トランプ対メディア「仁義なき戦い」の行方 就任早々壮絶なバトルが始まった
なぜトランプ政権がスパイサーに「すぐ分かる嘘」を言わせたのかと問いただした司会者に対し、コンウェイはあからさまな脅しで対応した。「もしそういう種類の言葉で、わが政権の報道官のことを話題にし続けるなら、ここで互いの関係について見直したほうがいいと考えることになる」。
コンウェイが言い逃れをする場面の動画はあっという間にソーシャルメディアで広がった。ツイッターの広報担当者によれば、「alternative facts」という語句や「#alternative facts」というハッシュタグが使われた投稿は、22日午後の中ごろまでに38万を超えたという。
同じころ、ホワイトハウス記者団に対してスパイサーの記者会見をボイコットせよとの声も一部で上がった。もっともそうした過激な対応は非現実的といえそうだ。
ネットメディア「バズフィード」のベン・スミス編集長は同日、報道官の会見は「必要不可欠とは言わないまでも有用な伝統」だと述べ、バズフィードは今後も記者を出席させると表明した。またスミスは、トランプ政権は今後「正直であるべき実利的な理由を見つける」だろうとも述べた。
「特に、自分たちが政治ショーではなく真の危機の真っただ中にあることに気づけば、今失いつつある信用を取り戻す必要に駆られるだろう」とスミスは電子メールで述べた。
報道官は記者にも仕えるべき?
ホワイトハウス記者協会のメーソン会長は、記者団と報道官の間の建設的な関係の維持を目指していると語る。
「どのようにスタートを切りたいか決めるのは、彼(スパイサー)と大統領だ」とメーソンは言う。

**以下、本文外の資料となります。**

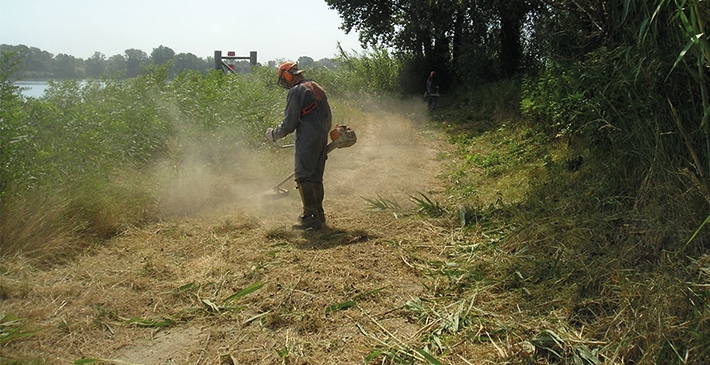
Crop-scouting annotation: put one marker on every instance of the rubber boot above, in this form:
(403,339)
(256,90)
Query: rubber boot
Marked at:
(320,194)
(309,219)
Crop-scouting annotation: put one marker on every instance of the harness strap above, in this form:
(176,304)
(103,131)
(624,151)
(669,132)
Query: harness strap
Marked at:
(317,91)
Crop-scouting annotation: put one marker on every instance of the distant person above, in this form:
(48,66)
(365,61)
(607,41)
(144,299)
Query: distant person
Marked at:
(308,114)
(432,90)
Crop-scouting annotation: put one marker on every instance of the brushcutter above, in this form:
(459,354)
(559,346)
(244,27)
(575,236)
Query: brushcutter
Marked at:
(341,137)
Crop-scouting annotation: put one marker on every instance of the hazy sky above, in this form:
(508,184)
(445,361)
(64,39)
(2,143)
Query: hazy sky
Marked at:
(276,29)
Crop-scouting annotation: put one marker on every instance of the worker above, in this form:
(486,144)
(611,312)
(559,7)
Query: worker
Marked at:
(432,90)
(308,114)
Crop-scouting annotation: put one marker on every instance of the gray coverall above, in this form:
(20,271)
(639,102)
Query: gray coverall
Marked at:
(311,119)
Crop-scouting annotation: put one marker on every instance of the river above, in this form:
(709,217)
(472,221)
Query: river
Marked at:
(33,89)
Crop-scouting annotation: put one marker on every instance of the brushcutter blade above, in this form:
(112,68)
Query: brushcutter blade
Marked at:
(275,193)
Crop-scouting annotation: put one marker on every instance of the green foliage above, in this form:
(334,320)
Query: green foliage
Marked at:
(374,73)
(84,151)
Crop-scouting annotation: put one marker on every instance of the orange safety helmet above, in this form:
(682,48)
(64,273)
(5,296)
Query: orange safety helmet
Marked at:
(286,71)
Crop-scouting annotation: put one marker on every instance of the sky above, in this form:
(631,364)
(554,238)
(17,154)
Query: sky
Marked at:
(276,29)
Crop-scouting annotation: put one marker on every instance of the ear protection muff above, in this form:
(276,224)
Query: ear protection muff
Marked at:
(285,76)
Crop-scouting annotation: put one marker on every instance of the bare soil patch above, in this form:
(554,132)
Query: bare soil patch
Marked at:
(158,294)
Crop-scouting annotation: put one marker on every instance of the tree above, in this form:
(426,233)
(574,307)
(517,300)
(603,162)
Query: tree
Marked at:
(134,60)
(116,64)
(162,55)
(66,66)
(444,35)
(96,65)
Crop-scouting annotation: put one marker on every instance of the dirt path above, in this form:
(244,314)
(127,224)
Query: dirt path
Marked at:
(325,297)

「そして彼らはこう決断したわけだ」。
記者や評論家の一部からは、政権と報道機関の対立は今に始まった話ではないとの指摘も出ている。
辛辣なメディア批評で知られるジャック・シェーファーはツイッターで「報道陣は罵倒され、おとしめられ、中傷され、侮辱されるものだ。それも仕事のうちだ」。

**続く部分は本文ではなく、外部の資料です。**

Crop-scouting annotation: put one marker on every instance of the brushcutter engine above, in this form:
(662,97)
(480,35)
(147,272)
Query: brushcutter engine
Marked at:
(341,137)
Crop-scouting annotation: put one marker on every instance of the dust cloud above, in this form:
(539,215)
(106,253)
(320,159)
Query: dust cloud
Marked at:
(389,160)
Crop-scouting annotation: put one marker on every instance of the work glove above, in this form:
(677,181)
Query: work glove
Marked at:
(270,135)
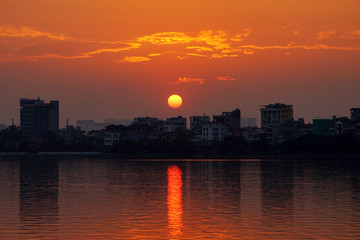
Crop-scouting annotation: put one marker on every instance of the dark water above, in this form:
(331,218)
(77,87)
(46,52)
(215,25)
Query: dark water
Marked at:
(243,199)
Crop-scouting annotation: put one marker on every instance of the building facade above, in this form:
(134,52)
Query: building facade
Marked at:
(355,114)
(214,132)
(174,124)
(231,119)
(274,115)
(36,117)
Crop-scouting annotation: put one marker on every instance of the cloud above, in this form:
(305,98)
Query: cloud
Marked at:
(226,78)
(21,43)
(325,34)
(200,48)
(248,51)
(189,80)
(240,37)
(114,50)
(154,54)
(26,32)
(134,59)
(166,38)
(219,55)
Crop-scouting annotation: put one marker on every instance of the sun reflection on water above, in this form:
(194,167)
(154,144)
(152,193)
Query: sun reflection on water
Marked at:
(174,202)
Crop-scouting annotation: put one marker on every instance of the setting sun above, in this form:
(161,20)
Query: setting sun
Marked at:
(174,101)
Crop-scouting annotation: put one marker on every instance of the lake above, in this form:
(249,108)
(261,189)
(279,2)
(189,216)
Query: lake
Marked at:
(80,198)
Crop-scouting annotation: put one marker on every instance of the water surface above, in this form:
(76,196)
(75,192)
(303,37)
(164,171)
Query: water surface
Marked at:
(188,199)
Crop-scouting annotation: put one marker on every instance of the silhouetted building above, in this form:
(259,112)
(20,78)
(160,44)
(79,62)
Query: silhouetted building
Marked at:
(196,124)
(214,132)
(145,120)
(90,125)
(2,126)
(174,124)
(248,122)
(355,114)
(324,127)
(231,119)
(273,115)
(36,117)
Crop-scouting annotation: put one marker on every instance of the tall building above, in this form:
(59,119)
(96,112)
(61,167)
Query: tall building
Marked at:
(90,125)
(231,119)
(248,122)
(355,114)
(273,115)
(174,124)
(36,117)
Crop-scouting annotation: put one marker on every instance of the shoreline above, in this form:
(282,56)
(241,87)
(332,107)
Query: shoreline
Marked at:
(4,155)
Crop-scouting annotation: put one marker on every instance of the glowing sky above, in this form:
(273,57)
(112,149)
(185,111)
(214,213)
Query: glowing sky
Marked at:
(123,58)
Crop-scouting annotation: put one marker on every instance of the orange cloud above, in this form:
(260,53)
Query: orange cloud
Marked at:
(189,80)
(248,51)
(226,78)
(134,59)
(240,37)
(114,50)
(219,55)
(325,34)
(26,32)
(200,48)
(154,54)
(166,38)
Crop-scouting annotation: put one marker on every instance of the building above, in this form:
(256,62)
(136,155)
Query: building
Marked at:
(232,119)
(2,126)
(36,117)
(196,123)
(248,122)
(174,124)
(214,132)
(145,120)
(274,115)
(90,125)
(324,127)
(355,114)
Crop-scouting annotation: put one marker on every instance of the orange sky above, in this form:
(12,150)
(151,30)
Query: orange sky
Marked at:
(123,58)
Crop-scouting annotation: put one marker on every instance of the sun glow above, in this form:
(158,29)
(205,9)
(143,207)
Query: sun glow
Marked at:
(174,202)
(175,101)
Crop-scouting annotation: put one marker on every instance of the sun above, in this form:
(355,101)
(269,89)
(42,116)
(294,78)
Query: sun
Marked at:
(174,101)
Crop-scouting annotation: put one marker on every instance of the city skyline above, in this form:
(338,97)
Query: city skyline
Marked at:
(124,59)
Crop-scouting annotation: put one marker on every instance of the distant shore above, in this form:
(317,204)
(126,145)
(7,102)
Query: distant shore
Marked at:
(4,155)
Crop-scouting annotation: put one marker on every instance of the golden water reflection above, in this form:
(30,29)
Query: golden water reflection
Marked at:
(174,202)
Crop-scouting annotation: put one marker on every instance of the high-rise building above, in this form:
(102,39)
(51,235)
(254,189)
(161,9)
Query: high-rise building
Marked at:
(36,117)
(231,119)
(273,115)
(355,114)
(174,124)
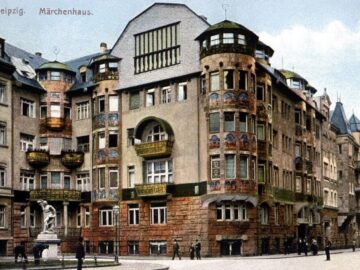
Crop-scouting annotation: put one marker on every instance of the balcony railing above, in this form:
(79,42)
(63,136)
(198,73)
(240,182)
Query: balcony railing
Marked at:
(38,157)
(151,190)
(55,123)
(55,195)
(71,232)
(154,149)
(72,159)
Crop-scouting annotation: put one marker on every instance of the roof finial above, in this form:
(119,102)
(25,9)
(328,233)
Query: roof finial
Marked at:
(56,51)
(224,7)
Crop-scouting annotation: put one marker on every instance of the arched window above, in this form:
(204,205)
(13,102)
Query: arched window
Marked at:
(156,133)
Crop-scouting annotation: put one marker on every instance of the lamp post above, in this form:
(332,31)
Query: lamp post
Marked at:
(116,210)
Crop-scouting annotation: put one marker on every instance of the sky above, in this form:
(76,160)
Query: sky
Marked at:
(319,39)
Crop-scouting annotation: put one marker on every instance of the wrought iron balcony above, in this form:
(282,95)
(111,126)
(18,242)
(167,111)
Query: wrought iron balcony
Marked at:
(154,149)
(151,190)
(38,157)
(72,159)
(55,195)
(55,123)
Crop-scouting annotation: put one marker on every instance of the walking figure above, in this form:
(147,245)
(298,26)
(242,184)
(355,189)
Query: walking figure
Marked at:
(198,249)
(176,249)
(327,248)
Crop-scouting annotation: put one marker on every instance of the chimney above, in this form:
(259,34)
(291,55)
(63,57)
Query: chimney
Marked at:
(103,47)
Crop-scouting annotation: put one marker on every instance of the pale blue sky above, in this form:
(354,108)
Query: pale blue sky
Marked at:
(320,39)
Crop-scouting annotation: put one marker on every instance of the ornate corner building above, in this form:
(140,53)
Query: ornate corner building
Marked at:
(193,134)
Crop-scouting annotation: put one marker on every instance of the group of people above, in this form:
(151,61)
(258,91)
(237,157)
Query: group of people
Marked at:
(194,250)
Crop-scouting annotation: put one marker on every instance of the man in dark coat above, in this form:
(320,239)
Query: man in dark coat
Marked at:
(176,249)
(80,253)
(198,249)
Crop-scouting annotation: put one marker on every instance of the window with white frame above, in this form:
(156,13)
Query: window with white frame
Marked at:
(158,212)
(2,133)
(87,217)
(215,167)
(102,140)
(101,178)
(230,166)
(2,176)
(156,133)
(55,110)
(133,214)
(264,214)
(150,97)
(83,182)
(106,217)
(113,177)
(244,167)
(3,93)
(27,107)
(215,40)
(166,94)
(101,104)
(182,91)
(214,81)
(27,181)
(231,212)
(32,218)
(228,38)
(23,217)
(2,216)
(83,110)
(113,103)
(131,176)
(159,171)
(243,122)
(229,121)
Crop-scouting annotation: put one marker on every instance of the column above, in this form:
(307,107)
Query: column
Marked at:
(65,204)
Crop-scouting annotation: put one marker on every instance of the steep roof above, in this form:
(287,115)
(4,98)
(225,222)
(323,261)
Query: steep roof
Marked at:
(25,64)
(338,119)
(354,123)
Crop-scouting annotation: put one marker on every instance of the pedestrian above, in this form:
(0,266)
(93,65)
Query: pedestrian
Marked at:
(327,248)
(192,251)
(20,252)
(80,253)
(176,249)
(354,245)
(198,249)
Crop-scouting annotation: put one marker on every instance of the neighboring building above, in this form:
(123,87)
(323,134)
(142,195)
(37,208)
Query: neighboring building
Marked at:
(191,133)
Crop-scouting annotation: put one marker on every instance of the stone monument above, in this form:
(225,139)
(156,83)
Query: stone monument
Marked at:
(48,235)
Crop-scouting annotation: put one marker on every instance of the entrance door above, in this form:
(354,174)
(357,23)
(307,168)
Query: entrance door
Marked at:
(230,247)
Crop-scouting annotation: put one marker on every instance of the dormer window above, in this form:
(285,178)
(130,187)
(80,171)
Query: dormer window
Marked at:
(241,39)
(228,38)
(215,40)
(55,76)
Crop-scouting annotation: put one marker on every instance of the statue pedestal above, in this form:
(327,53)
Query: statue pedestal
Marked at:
(51,240)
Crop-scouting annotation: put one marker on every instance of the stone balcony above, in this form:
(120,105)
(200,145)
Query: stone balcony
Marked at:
(72,159)
(38,158)
(55,123)
(154,149)
(55,195)
(152,190)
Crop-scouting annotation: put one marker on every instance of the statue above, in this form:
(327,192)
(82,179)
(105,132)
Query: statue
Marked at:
(49,216)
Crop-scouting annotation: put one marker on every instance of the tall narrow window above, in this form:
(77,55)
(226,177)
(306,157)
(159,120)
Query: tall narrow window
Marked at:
(150,97)
(131,176)
(229,121)
(182,91)
(228,79)
(101,177)
(214,81)
(230,166)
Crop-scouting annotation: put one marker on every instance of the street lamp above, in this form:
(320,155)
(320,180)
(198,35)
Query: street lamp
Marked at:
(116,210)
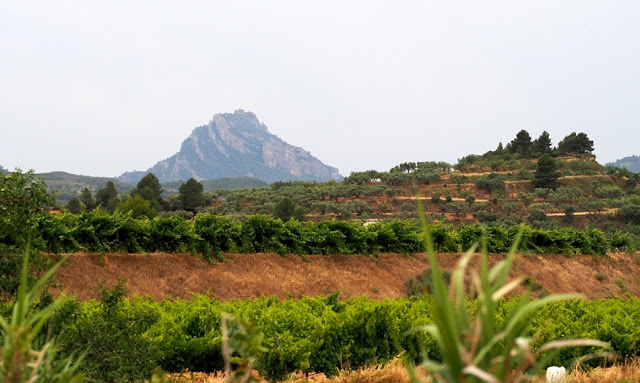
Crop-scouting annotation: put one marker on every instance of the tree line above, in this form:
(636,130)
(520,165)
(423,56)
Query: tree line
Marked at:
(144,200)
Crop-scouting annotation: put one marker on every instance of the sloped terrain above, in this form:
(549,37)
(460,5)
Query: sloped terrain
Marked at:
(250,275)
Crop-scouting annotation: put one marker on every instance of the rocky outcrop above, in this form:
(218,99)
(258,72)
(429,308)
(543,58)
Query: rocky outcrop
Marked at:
(237,145)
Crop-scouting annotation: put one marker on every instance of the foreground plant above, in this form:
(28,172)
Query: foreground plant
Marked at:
(20,361)
(475,346)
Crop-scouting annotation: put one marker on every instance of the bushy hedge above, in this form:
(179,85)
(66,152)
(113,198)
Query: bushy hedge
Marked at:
(213,235)
(310,334)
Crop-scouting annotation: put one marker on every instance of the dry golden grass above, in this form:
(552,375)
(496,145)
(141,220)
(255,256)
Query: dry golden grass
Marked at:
(395,372)
(252,275)
(627,373)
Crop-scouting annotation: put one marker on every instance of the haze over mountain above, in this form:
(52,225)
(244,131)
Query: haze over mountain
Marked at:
(237,145)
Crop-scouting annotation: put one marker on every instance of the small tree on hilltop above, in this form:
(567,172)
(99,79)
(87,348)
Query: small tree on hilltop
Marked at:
(191,195)
(87,199)
(149,188)
(576,144)
(107,197)
(542,145)
(521,144)
(547,174)
(74,205)
(284,209)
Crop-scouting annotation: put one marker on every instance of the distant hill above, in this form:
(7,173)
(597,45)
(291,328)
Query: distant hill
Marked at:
(219,184)
(237,145)
(631,163)
(66,186)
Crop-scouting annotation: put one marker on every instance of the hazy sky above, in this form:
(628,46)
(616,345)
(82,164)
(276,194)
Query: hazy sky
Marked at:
(99,88)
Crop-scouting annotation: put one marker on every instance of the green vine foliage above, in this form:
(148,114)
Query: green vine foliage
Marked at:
(212,235)
(126,339)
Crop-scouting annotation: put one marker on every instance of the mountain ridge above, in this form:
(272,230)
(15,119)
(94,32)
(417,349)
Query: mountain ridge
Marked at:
(237,145)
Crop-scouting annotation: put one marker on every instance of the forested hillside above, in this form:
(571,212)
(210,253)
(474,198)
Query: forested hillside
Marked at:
(631,163)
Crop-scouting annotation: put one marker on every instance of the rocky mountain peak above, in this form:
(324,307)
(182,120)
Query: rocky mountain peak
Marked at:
(237,145)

「もしショーン(・スパイサー)が怒った口調でやりたいというなら、正直なところ私は気にしない」とスウィートはCNNに語った。「発散したいならすればいい」。
スウィートはこうも述べた。「私にとって大事なのは、彼が言うのが真実かどうか、事実を言っているかどうかだ」。

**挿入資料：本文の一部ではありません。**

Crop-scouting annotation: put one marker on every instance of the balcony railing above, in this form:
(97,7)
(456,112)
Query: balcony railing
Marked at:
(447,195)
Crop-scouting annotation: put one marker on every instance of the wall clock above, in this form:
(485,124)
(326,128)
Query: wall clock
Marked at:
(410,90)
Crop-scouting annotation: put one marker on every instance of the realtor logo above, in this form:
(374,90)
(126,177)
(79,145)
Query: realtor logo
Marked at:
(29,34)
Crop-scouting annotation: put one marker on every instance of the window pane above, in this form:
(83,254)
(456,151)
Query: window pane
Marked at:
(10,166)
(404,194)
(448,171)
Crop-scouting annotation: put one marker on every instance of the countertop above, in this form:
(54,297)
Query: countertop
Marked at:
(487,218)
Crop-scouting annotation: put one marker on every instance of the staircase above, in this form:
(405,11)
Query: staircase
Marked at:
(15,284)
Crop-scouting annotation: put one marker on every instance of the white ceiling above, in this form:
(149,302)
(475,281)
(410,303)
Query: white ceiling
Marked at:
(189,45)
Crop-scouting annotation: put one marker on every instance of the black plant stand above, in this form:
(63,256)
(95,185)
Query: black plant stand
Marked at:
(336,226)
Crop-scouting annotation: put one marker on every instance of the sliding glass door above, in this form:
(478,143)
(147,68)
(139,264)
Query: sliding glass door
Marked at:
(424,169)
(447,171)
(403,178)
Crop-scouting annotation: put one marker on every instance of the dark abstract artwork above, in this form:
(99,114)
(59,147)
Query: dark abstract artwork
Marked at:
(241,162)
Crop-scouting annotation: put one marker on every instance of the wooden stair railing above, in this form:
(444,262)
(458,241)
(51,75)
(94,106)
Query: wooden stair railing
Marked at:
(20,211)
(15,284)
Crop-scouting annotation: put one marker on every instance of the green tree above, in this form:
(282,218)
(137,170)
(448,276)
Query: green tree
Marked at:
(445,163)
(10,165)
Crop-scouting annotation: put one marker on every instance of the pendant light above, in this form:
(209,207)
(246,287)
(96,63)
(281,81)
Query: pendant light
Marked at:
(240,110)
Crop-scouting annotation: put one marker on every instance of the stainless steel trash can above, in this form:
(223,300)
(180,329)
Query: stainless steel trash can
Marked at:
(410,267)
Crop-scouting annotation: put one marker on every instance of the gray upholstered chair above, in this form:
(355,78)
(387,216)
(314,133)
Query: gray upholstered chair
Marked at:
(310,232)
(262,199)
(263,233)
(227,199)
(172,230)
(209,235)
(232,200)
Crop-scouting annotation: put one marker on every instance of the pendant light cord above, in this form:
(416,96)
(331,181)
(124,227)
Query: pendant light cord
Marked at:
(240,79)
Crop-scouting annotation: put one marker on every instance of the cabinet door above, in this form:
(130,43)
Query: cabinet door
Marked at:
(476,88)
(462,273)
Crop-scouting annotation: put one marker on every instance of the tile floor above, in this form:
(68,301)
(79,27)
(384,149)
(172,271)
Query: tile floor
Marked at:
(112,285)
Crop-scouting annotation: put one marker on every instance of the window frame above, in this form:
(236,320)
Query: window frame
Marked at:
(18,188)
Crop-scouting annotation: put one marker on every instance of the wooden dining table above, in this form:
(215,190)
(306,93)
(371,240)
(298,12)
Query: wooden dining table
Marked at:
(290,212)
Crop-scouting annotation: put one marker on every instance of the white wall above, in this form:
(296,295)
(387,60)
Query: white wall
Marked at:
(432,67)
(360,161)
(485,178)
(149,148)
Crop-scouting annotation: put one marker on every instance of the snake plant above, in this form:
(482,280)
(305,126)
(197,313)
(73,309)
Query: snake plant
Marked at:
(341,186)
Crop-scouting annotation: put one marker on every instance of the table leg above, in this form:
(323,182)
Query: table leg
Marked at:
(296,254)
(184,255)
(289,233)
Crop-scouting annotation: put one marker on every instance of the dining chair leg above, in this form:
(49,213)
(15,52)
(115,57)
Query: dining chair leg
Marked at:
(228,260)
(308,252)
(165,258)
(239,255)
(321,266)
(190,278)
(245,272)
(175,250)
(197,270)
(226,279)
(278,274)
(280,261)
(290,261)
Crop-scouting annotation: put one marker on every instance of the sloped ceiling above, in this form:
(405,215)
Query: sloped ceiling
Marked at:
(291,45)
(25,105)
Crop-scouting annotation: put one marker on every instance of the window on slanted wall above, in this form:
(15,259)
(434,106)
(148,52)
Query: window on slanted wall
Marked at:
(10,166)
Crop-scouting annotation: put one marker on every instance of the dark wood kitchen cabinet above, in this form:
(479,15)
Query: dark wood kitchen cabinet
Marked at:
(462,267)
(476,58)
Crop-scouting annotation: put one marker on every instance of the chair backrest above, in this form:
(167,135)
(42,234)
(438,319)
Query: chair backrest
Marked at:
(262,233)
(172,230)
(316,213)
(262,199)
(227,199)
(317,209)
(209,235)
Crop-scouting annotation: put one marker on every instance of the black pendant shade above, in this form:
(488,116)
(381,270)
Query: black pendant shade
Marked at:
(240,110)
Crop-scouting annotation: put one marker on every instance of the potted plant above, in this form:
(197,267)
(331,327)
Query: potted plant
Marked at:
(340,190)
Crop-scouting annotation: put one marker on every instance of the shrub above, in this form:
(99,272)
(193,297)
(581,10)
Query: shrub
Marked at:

ジョージ・W・ブッシュ元大統領の報道官だったアリ・フライシャーは22日のインタビューで、前日のスパイサーの発言は記者会見における情報操作の最たるものだと指摘した。
だが記者団と真っ向から対立しようとするスパイサーの「熱意とやる気」は、過去の政権との違いを象徴しているとフライシャーは言う。「報道に対して(内輪で)ぼやくのは普通だが、(記者会見では)大抵は口を慎むものだ」。